A lottery ticket is set to hit the jackpot - almost 200 years after it was issued.
The draw was held in 1816 for shares in a famous Iron Bridge of the River Wear, in Sunderland.
The shares were held by County Durham MP Rowland Burdon and the winner would have been entitled to a hefty share of the lucrative bridge tolls.
From the day it opened in 1796 until 1846, when tolls on pedestrians were scrapped and other charges were cut by half, fees amounted to almost £80,000.
Now, a surviving ticket from the lottery has surfaced among lots in a book sale at Boldon Auction Galleries in East Boldon, South Tyneside.
Burdon, who lived at Castle Eden in County Durham and was the son of a Newcastle banker, invested £30,000 in the Iron Bridge - the then biggest single-arch bridge in the world. .
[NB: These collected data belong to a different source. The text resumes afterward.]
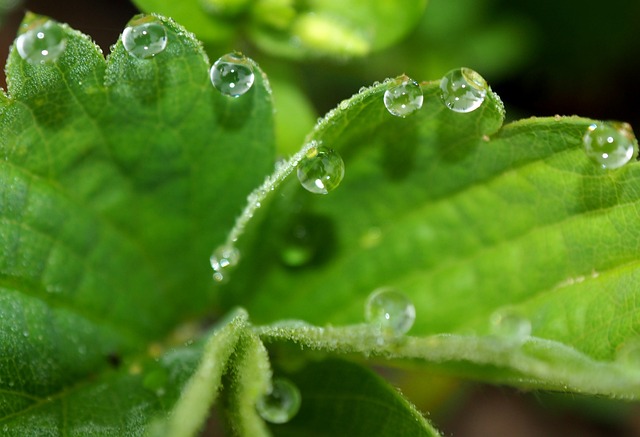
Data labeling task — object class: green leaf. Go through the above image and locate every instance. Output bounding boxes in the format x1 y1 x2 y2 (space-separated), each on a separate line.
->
0 13 274 432
132 0 428 59
226 77 640 397
146 309 250 437
270 358 440 436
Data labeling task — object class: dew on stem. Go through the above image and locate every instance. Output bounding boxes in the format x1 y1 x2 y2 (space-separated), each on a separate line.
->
365 287 416 337
296 146 345 194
But Burdon was later involved in bankruptcy after a disastrous investment in the Lemington Iron Works on Tyneside and a lottery was arranged through an Act of Parliament for his bridge shares.
A total of 6,000 tickets, at £5 a time, were issued with a series of back-up money prizes ranging in value up to £5,000.
The bridge was remodelled by Robert Stephenson in 1859 and in 1929 it was replaced by the Wearmouth Bridge.
Andrew Tavroges, of Boldon Auction Galleries, said: "Items like the lottery ticket rarely survive and this is the first time we have heard of one being auctioned. It's a living piece of Sunderland history.